Transformed by boot camp from a beefy lineman to a chiseled infantryman, he soon found himself on the outskirts of Fallujah, but he didn't stay a buck private for long. He was a natural leader, and his intellect and thirst for action attracted quick notice. He had arrived in Iraq in charge of a four-man team; two weeks later, he was promoted to corporal and named co-leader of a squad, directing his men through near-daily ambushes and roadside bomb blasts. A year and a half later, after graduating from Marine sniper school at the top of his class, he went to southern Afghanistan for seven months.
His dangerous stint there stripped away the last of his college- student fantasies about warfare. He worried that he was growing numb to violence. By the time he returned to Camp Pendleton on the Southern California coast in 2009, he had resolved to leave the military. He traveled to South America, moved in with his girlfriend, and applied to business schools.
Then the ground shook in Haiti. He was certain he could be of help. He knew how to dig people out of rubble, he could wield a hammer and a saw, and he could live out of a backpack, sleeping under the stars, without running water or other creature comforts. I can work in pure chaos, he said to himself.
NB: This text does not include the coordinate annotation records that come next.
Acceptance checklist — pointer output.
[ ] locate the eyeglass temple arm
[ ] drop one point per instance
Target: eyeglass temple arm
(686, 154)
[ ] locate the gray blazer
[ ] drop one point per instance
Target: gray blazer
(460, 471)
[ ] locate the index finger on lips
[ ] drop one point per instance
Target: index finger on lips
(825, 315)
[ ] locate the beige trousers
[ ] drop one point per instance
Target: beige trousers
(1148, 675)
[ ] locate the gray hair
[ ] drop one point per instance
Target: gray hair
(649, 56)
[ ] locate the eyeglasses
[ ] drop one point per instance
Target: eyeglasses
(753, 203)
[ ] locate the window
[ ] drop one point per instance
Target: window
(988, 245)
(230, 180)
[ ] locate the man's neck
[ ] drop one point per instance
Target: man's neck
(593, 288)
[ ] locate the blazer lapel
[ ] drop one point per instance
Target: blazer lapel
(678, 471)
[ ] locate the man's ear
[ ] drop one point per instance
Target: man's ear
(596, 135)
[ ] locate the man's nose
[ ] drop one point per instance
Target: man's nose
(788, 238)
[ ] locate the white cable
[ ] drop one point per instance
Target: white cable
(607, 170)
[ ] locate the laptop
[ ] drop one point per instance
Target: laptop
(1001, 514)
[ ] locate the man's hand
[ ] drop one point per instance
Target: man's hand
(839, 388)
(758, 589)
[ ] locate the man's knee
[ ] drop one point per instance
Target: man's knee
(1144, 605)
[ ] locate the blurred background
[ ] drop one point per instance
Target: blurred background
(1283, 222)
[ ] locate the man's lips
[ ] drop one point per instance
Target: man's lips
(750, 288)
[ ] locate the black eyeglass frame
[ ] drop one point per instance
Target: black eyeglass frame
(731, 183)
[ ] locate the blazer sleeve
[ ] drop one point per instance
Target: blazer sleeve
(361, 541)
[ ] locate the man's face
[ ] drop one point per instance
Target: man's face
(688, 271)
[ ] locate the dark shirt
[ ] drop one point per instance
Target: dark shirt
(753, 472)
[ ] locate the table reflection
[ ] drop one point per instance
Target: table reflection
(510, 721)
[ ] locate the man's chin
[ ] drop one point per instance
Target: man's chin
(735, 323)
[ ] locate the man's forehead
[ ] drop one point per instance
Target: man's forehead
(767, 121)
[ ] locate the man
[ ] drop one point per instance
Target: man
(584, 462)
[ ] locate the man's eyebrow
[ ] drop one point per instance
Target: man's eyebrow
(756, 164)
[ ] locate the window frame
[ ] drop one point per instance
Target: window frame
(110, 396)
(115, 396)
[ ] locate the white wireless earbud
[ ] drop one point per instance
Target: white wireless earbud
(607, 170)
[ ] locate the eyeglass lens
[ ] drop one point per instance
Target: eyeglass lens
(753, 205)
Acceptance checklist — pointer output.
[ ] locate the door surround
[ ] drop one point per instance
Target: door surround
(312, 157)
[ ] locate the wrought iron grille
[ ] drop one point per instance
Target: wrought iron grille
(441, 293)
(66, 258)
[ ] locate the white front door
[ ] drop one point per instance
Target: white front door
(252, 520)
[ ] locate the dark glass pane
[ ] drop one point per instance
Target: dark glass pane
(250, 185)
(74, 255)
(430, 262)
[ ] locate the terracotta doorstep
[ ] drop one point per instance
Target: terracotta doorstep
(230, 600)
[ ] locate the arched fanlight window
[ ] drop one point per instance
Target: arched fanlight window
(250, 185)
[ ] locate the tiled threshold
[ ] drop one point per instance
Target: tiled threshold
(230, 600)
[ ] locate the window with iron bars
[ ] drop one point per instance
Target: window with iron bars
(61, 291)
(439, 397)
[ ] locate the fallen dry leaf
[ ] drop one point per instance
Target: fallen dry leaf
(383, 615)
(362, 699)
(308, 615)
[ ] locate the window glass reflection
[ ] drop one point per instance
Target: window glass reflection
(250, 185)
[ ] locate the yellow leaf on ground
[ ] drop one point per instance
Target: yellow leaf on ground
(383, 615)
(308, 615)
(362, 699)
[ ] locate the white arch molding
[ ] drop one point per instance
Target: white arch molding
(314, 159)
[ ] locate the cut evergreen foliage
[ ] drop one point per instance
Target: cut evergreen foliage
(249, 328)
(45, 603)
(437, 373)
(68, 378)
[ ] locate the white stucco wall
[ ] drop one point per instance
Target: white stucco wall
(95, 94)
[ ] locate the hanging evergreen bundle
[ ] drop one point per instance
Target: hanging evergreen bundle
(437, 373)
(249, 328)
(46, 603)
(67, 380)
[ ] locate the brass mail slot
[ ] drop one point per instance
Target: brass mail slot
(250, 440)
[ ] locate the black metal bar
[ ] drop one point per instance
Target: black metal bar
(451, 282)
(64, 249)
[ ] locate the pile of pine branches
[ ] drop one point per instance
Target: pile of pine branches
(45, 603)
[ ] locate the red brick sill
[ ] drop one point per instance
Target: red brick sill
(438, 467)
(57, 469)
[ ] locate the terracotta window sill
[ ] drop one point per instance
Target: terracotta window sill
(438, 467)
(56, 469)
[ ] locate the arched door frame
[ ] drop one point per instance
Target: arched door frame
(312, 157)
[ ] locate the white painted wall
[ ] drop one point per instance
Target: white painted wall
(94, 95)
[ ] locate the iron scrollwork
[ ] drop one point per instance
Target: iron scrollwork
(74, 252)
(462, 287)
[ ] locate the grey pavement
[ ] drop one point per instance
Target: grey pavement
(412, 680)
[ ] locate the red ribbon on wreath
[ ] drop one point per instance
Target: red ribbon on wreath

"I really think I should go down there," he told his girlfriend, who made him promise that he wouldn't travel alone. He called the Red Cross, which informed him that it did not encourage spontaneous volunteers. He called his buddies in California, all of whom demurred. Then he called Jeff Lang, one of his college roommates, who had become a firefighter in Milwaukee. "Sure, dude," his friend replied. "When do you want to go?" Lang said another firefighter in his station who had been a Marine wanted to join. Wood also posted a message on his Facebook page. A few hours later, he got a call from William McNulty, someone he had known in the Marines. "Wood, I want in," McNulty said.
The four men arrived in Haiti days after the quake, joining forces with two civilian physicians and a former Army Special Operations medic who also were traveling on their own and hoping to find ways to participate in relief efforts. As soon as they reached Port-au-Prince, the group saw how vast the problems were. They focused on providing emergency medical assistance, which seemed to be the most urgent need.